En esas estaba, repasando cuáles de
mis ideas no habían sido ya expresadas por otros y qué formas podrían
contribuir a presentarlas de manera diferente, cuando dí con el post “OtrasVoces” de Juan Nagel (www.caracaschronicles.com).
Su punto central es que jamás seremos capaces de vencer a Chávez a menos que
ocurra un “fenómeno natural imprevisible” (la enfermedad del Presidente resultando en un desenlace prematuro o una
caída en los precios del petróleo). Siendo así, como no depende de nosotros, la
oposición debería sentarse a esperar ese colapso y, mientras tanto, dejar de
alabar las misiones, ser claro en relación con la insostenibilidad del subsidio
a la gasolina, tomar una postura clara en contra de las nacionalizaciones y
defender abiertamente la privatización.
Algo de cálculo político hubo, qué
duda cabe, natural en todo proceso electoral (si alguno tiene dudas no tiene
más que observar a Mitt Romney). Pero de ninguna manera alcanza para explicar
la oferta electoral de Henrique Capriles. Buena parte de las promesas de
campaña se derivaron de las convicciones del candidato y de los miembros de su
equipo de trabajo. Entre nosotros no estaban las Misiones como la solución
última a nuestra problemática social, pero sí formaban parte de un esquema de
transición, mientras (he aquí el elemento diferenciador) la administración se
las arreglaba para restaurar la red de asistencia social. Nadie tenía en mente
pasar seis años sin ajustar el precio de la gasolina, pero sí se tenía claridad
acerca de la necesidad de mantenerlo mientras no existiera un sistema efectivo
de subsidio al transporte público que colocara el peso del aumento sobre los
hombros de los más afluentes. Creíamos en la regulación y en la negociación
porque, en un sistema que ha dejado en pie dos o tres jugadores por industria,
la libre competencia no sería muy efectiva en el combate contra la inflación.

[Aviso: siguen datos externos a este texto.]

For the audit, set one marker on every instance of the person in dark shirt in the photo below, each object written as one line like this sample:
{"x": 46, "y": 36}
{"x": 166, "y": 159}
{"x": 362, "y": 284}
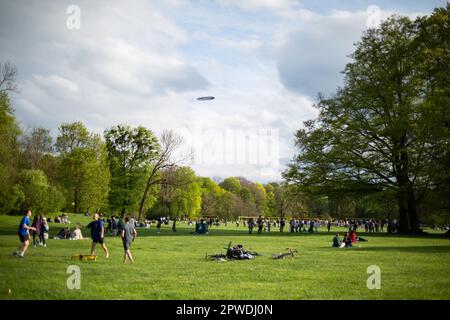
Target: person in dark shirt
{"x": 336, "y": 241}
{"x": 24, "y": 234}
{"x": 128, "y": 235}
{"x": 97, "y": 234}
{"x": 260, "y": 223}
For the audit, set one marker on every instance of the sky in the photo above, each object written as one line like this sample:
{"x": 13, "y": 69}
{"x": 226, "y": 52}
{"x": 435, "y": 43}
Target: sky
{"x": 145, "y": 62}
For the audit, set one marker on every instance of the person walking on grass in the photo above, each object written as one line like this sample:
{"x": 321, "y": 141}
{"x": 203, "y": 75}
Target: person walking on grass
{"x": 24, "y": 234}
{"x": 260, "y": 223}
{"x": 36, "y": 224}
{"x": 44, "y": 231}
{"x": 128, "y": 235}
{"x": 174, "y": 226}
{"x": 98, "y": 234}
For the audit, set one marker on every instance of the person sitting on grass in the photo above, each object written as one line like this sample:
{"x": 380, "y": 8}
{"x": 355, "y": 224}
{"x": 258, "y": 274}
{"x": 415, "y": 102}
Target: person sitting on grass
{"x": 64, "y": 233}
{"x": 44, "y": 231}
{"x": 98, "y": 234}
{"x": 128, "y": 235}
{"x": 76, "y": 234}
{"x": 336, "y": 241}
{"x": 354, "y": 238}
{"x": 24, "y": 234}
{"x": 347, "y": 240}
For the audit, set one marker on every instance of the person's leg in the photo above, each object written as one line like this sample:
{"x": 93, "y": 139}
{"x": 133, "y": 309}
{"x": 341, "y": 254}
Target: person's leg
{"x": 25, "y": 245}
{"x": 93, "y": 247}
{"x": 42, "y": 239}
{"x": 130, "y": 257}
{"x": 105, "y": 249}
{"x": 34, "y": 238}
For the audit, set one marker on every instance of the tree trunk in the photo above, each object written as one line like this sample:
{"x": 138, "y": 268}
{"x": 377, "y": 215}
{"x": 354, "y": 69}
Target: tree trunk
{"x": 402, "y": 198}
{"x": 144, "y": 198}
{"x": 414, "y": 225}
{"x": 75, "y": 201}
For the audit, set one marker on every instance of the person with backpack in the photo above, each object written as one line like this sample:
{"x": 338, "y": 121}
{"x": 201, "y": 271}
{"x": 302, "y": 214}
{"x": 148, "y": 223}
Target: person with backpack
{"x": 36, "y": 224}
{"x": 282, "y": 224}
{"x": 128, "y": 235}
{"x": 44, "y": 232}
{"x": 24, "y": 234}
{"x": 260, "y": 223}
{"x": 98, "y": 234}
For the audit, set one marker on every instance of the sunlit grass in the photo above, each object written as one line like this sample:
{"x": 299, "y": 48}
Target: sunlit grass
{"x": 173, "y": 266}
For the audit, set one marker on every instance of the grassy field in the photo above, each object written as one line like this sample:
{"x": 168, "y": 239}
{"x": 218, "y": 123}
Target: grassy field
{"x": 173, "y": 266}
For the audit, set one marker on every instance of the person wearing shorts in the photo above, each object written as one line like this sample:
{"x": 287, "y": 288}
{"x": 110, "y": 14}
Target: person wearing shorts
{"x": 128, "y": 235}
{"x": 24, "y": 234}
{"x": 98, "y": 234}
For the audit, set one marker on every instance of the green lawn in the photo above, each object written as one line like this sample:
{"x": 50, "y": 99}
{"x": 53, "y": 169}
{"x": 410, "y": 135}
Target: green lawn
{"x": 173, "y": 266}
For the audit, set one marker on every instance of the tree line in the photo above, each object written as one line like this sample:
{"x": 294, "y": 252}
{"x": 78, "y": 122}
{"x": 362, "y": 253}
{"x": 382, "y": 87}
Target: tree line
{"x": 379, "y": 148}
{"x": 386, "y": 132}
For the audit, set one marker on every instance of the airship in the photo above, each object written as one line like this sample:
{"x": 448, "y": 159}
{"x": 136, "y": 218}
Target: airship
{"x": 207, "y": 98}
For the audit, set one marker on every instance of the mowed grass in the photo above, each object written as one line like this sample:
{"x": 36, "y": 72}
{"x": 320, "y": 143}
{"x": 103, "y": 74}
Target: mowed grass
{"x": 173, "y": 266}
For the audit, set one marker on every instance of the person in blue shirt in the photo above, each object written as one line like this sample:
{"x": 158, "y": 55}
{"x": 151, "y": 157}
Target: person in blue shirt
{"x": 98, "y": 234}
{"x": 24, "y": 234}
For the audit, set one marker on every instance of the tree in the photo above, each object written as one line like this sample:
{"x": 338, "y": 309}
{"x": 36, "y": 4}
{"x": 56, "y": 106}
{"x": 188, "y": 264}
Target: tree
{"x": 231, "y": 184}
{"x": 36, "y": 144}
{"x": 130, "y": 154}
{"x": 211, "y": 197}
{"x": 187, "y": 196}
{"x": 170, "y": 142}
{"x": 84, "y": 167}
{"x": 374, "y": 134}
{"x": 9, "y": 133}
{"x": 35, "y": 193}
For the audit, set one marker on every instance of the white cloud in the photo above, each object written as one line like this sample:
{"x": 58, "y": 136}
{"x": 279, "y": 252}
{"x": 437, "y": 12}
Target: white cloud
{"x": 55, "y": 82}
{"x": 145, "y": 62}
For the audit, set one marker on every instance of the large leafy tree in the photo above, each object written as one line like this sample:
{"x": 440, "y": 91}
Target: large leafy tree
{"x": 130, "y": 154}
{"x": 84, "y": 168}
{"x": 36, "y": 144}
{"x": 9, "y": 134}
{"x": 376, "y": 133}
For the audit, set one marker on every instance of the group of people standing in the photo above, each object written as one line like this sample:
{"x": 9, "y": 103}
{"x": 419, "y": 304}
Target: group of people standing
{"x": 348, "y": 240}
{"x": 39, "y": 228}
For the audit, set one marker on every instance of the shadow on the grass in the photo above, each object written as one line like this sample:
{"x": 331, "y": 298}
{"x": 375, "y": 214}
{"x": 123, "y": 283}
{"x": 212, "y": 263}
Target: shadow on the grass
{"x": 213, "y": 232}
{"x": 415, "y": 249}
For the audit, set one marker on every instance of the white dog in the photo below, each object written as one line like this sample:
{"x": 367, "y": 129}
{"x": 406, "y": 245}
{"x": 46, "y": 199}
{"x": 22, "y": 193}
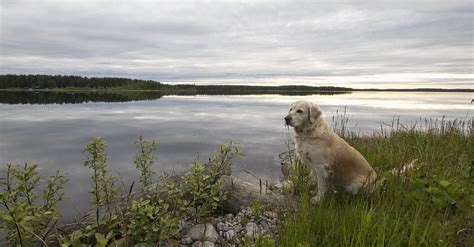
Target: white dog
{"x": 330, "y": 159}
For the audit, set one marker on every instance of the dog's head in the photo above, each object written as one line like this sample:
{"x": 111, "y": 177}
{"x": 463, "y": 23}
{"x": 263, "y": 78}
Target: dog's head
{"x": 302, "y": 114}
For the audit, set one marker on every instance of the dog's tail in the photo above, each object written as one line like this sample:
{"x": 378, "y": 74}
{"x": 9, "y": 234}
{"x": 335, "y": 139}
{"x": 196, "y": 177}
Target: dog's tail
{"x": 403, "y": 170}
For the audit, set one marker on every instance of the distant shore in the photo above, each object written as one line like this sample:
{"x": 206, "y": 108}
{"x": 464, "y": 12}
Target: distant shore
{"x": 62, "y": 83}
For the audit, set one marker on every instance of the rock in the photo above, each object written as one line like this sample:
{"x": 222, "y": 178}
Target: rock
{"x": 228, "y": 217}
{"x": 209, "y": 244}
{"x": 271, "y": 214}
{"x": 220, "y": 226}
{"x": 203, "y": 232}
{"x": 229, "y": 235}
{"x": 251, "y": 230}
{"x": 197, "y": 244}
{"x": 186, "y": 240}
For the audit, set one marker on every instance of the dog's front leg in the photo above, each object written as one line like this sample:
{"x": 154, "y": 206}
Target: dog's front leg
{"x": 321, "y": 175}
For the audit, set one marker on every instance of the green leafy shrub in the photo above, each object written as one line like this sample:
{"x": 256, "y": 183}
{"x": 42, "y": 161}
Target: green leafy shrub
{"x": 104, "y": 190}
{"x": 144, "y": 160}
{"x": 23, "y": 219}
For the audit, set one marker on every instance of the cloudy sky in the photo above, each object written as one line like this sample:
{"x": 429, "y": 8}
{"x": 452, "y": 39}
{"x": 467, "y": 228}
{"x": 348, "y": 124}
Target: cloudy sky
{"x": 384, "y": 44}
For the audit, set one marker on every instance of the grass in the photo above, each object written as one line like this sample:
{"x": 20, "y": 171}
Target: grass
{"x": 431, "y": 205}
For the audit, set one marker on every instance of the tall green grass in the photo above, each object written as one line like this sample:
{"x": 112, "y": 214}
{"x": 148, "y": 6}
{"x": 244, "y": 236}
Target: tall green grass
{"x": 431, "y": 205}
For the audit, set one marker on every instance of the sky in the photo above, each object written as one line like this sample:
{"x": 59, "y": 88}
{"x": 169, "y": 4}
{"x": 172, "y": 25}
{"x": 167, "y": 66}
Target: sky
{"x": 358, "y": 44}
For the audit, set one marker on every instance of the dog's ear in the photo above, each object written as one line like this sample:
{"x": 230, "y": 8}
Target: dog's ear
{"x": 314, "y": 113}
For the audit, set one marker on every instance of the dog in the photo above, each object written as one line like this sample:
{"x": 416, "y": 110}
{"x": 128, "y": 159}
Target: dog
{"x": 330, "y": 159}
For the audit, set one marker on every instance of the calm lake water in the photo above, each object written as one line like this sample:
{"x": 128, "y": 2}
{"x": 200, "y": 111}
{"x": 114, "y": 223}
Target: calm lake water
{"x": 188, "y": 128}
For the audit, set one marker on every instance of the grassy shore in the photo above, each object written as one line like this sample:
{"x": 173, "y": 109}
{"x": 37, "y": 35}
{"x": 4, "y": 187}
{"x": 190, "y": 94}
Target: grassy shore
{"x": 432, "y": 205}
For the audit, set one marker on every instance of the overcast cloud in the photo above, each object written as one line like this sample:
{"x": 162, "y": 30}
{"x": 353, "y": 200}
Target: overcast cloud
{"x": 343, "y": 43}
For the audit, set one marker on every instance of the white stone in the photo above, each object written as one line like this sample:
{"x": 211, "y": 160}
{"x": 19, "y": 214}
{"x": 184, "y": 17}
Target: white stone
{"x": 251, "y": 230}
{"x": 203, "y": 232}
{"x": 229, "y": 235}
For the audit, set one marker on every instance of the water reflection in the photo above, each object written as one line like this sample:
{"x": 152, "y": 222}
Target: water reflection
{"x": 73, "y": 97}
{"x": 189, "y": 128}
{"x": 55, "y": 97}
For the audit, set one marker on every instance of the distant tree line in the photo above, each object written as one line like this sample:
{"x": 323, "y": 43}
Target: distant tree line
{"x": 59, "y": 97}
{"x": 261, "y": 89}
{"x": 64, "y": 81}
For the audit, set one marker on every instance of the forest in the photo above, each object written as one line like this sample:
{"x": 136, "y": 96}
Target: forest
{"x": 65, "y": 81}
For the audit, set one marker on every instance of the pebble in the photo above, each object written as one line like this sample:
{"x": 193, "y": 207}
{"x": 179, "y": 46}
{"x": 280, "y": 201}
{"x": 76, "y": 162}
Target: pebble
{"x": 197, "y": 244}
{"x": 203, "y": 231}
{"x": 209, "y": 244}
{"x": 251, "y": 230}
{"x": 231, "y": 230}
{"x": 186, "y": 240}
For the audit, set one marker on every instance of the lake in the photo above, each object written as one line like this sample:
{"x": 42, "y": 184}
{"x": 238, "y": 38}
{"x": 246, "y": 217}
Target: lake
{"x": 41, "y": 128}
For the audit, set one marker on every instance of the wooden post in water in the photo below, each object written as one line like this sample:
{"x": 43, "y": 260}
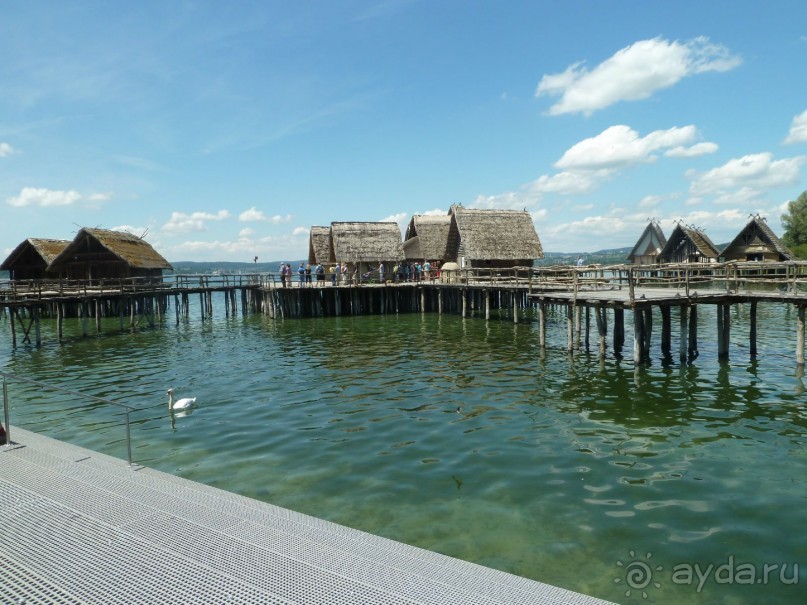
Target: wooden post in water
{"x": 542, "y": 324}
{"x": 800, "y": 335}
{"x": 638, "y": 336}
{"x": 682, "y": 345}
{"x": 619, "y": 329}
{"x": 666, "y": 331}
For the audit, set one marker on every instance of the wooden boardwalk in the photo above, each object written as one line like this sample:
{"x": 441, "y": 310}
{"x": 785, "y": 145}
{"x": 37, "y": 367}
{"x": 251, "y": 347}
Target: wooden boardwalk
{"x": 77, "y": 526}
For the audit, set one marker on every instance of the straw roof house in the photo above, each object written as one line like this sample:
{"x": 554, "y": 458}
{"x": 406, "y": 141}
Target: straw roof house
{"x": 101, "y": 253}
{"x": 649, "y": 246}
{"x": 757, "y": 242}
{"x": 492, "y": 238}
{"x": 688, "y": 244}
{"x": 31, "y": 259}
{"x": 427, "y": 238}
{"x": 366, "y": 244}
{"x": 319, "y": 245}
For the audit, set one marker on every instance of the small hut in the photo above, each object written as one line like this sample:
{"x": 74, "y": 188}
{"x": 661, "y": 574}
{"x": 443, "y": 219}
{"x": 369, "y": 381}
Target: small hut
{"x": 492, "y": 238}
{"x": 319, "y": 245}
{"x": 31, "y": 259}
{"x": 105, "y": 254}
{"x": 365, "y": 245}
{"x": 426, "y": 238}
{"x": 649, "y": 246}
{"x": 757, "y": 242}
{"x": 688, "y": 244}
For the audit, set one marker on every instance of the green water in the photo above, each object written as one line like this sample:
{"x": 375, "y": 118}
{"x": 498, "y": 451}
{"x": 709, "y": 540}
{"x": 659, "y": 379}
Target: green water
{"x": 460, "y": 436}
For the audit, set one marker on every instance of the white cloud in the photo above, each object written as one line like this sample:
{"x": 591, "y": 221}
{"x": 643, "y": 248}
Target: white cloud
{"x": 691, "y": 152}
{"x": 186, "y": 223}
{"x": 798, "y": 129}
{"x": 33, "y": 196}
{"x": 252, "y": 215}
{"x": 619, "y": 146}
{"x": 756, "y": 172}
{"x": 633, "y": 73}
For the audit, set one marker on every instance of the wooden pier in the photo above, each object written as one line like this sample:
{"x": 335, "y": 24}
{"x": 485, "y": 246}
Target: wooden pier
{"x": 584, "y": 294}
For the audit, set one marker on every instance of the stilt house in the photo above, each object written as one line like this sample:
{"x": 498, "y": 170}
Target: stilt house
{"x": 688, "y": 245}
{"x": 649, "y": 246}
{"x": 366, "y": 244}
{"x": 492, "y": 238}
{"x": 31, "y": 259}
{"x": 105, "y": 254}
{"x": 757, "y": 242}
{"x": 319, "y": 245}
{"x": 427, "y": 238}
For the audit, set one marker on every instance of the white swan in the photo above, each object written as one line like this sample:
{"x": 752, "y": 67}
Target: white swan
{"x": 179, "y": 404}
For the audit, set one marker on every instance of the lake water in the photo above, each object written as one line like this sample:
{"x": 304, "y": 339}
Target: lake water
{"x": 461, "y": 436}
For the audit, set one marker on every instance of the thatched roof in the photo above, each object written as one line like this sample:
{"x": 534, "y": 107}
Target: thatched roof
{"x": 319, "y": 245}
{"x": 686, "y": 240}
{"x": 130, "y": 249}
{"x": 427, "y": 237}
{"x": 650, "y": 243}
{"x": 46, "y": 249}
{"x": 757, "y": 238}
{"x": 356, "y": 242}
{"x": 490, "y": 235}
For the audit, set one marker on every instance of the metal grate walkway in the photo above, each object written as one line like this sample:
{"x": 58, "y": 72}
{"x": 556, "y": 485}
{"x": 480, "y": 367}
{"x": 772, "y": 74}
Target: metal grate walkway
{"x": 77, "y": 526}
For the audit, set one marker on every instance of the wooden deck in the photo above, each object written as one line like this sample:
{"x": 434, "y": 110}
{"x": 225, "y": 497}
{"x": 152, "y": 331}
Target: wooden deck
{"x": 77, "y": 526}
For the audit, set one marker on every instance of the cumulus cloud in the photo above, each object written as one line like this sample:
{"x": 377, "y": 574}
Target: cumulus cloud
{"x": 633, "y": 73}
{"x": 620, "y": 146}
{"x": 34, "y": 196}
{"x": 798, "y": 129}
{"x": 181, "y": 222}
{"x": 252, "y": 215}
{"x": 751, "y": 176}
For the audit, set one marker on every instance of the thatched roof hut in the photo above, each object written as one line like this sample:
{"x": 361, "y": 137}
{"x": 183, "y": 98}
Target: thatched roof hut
{"x": 757, "y": 242}
{"x": 688, "y": 245}
{"x": 492, "y": 238}
{"x": 649, "y": 246}
{"x": 31, "y": 259}
{"x": 319, "y": 245}
{"x": 366, "y": 243}
{"x": 427, "y": 238}
{"x": 101, "y": 253}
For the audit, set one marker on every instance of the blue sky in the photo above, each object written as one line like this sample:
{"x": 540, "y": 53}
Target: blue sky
{"x": 225, "y": 130}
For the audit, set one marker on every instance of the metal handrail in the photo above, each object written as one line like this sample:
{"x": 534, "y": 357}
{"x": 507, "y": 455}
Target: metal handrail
{"x": 8, "y": 376}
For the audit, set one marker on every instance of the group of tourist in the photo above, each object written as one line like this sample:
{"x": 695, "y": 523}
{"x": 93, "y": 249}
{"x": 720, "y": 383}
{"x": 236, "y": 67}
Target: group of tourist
{"x": 339, "y": 273}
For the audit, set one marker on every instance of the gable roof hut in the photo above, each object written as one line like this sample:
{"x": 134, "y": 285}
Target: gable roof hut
{"x": 427, "y": 238}
{"x": 31, "y": 259}
{"x": 366, "y": 244}
{"x": 688, "y": 245}
{"x": 102, "y": 254}
{"x": 492, "y": 238}
{"x": 319, "y": 245}
{"x": 649, "y": 245}
{"x": 757, "y": 242}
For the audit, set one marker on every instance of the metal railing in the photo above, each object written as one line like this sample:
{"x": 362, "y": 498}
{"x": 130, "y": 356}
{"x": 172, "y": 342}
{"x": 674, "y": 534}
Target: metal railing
{"x": 13, "y": 377}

Más que ejemplos puntuales, se trata de una concepción distinta de la política
social, acaso también de algún sobre-aprendizaje del ajuste de 1989.
Desde mi punto de vista, el mensaje
asistencial en algún momento extravió la narrativa del progreso. Sí, te vamos a
apoyar, porque el fracaso de la política social por más de treinta años te ha
dejado sin oportunidades de enchufarte por tí mismo en el progreso. Pero vamos
a hacer todo lo posible para que tus hijos jamás tengan que venir aquí a pedir
nada, para que no se vean obligados a volver aquí en ese estado de
vulnerabilidad y dependencia. Esta última parte me hizo falta. Pero yo no soy un experto en estos temas de comunicación, ni puedo garantizar que de haber tenido un mensaje más redondo el resultado electoral habría sido diferente. Muy probablemente no, muy probablemente 45% es una de las cotas más altas que se pueda alcanzar cuando se enfrenta a alguien que cuenta con todos los recursos y las instituciones del Estado al servicio de su candidatura, y en un momento en que el barril de petróleo venezolano pasa de cien dólares. El punto es que el mensaje se puede, y se debe, discutir. La campaña y su mensaje son claramente
perfectibles. Sólo quiero resaltar aquí que detrás de la oferta electoral y de
la necesidad de desmarcarse del “paquetazo oculto” (que Juan parece dar por
sentado), había mucha más convicción que cálculo político.